New York City is my internal state of mind made external. Everything it is on the outside is what's going on in my inside. Plus, the freaks. Don't forget the freaks. But I have to leave; I'm losing sleep, becoming lonely inside my own head. I'll go to a new city or town. I'll hide away my sorrows in suburbia and do things like plant tomatoes, give Christmas gifts to the mailman, and watch the rising price of gasoline. When I leave, I'll be ready to be alone in the presence of others. I point to his copy of Shock. "I've got the column."
Rob Shachtley, lead singer of Glass Half Empty, purses his lips, waits a second, then says, "Huh." He opens Shock.
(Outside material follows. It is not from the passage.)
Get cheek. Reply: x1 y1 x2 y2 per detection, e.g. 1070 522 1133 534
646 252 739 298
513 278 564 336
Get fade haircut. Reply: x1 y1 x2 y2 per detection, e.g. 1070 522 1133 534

There's a sidebar inside, a sidebar for me. He arrives at it with his fingertips. At the top of the page, it says "Antibiotics." Every week, readers send in letters about my column. He flicks his fingers against the words. "You're a splash. You generate the mail, babe."
"I figure I'll stick around till 1996. Then I can be one of those writers who lives in New England or has a farm somewhere. Or a ranch. In Sundance. Or Vail. Didn't Hemingway die in Idaho?"
He remains silent for a second, looks at Kim, and then turns to me again. "You're not making it by just writing a weekly New York Schlock column, are you? You don't think that's gonna get you a ranch in Sundance, do you?"
"I temp," I divulge.
He gets up to check his machine. "You meet lots of struggling actors and actresses on the temping front?"
"Never. They all cater." I walk over to my washer. "What's the most interesting thing that's ever happened to you on the job?" Manhattan fodder for writers seeking the absurd.
Rob balances on the balls of his feet. "Once I catered a dinner at Kissinger's."
"Fascinating man," I say.
"Rack o' lamb with new potatoes. Rosemary something."
I squint, picturing it. "If at all possible, I'd avoid serving lamb."
"Old rich guys love it." Rob's machine stops spinning. These washers wind down without warning. No plaintive cry for attention, no wailing buzz, nothing. He starts the dance that takes place between washer and dryer. Nothing must touch the ground or it's over: you lose. "What's the most interesting thing that's happened to you while temping?"
I put my hands on my hips. "Wait— was it Kissinger or the lamb that was interesting?"
Rob holds wet pants in his hands and then whips them into the air to shake out creases. "The whole milieu, I guess." He exaggerates the pronouncement of milieu, moving his lips dramatically over its syllables. "The home, the study, the formality, the aura of the Cold War— not to mention the lamb." He decides to dry the pants after all, so he shoves them into the mouth of the appliance. "I'm not sure anyone was aware that the Soviet Union was now Russia, or that the Iron Curtain came down."
"I'm impressed by your use of the word milieu."
"Make your own assumptions." He shrugs. "Your turn. Temping adventure?"
Back in my plastic chair, I swing my feet across the dirty floor like a kid. "Once I worked with a woman who was absolutely paranoid about her silicone breasts."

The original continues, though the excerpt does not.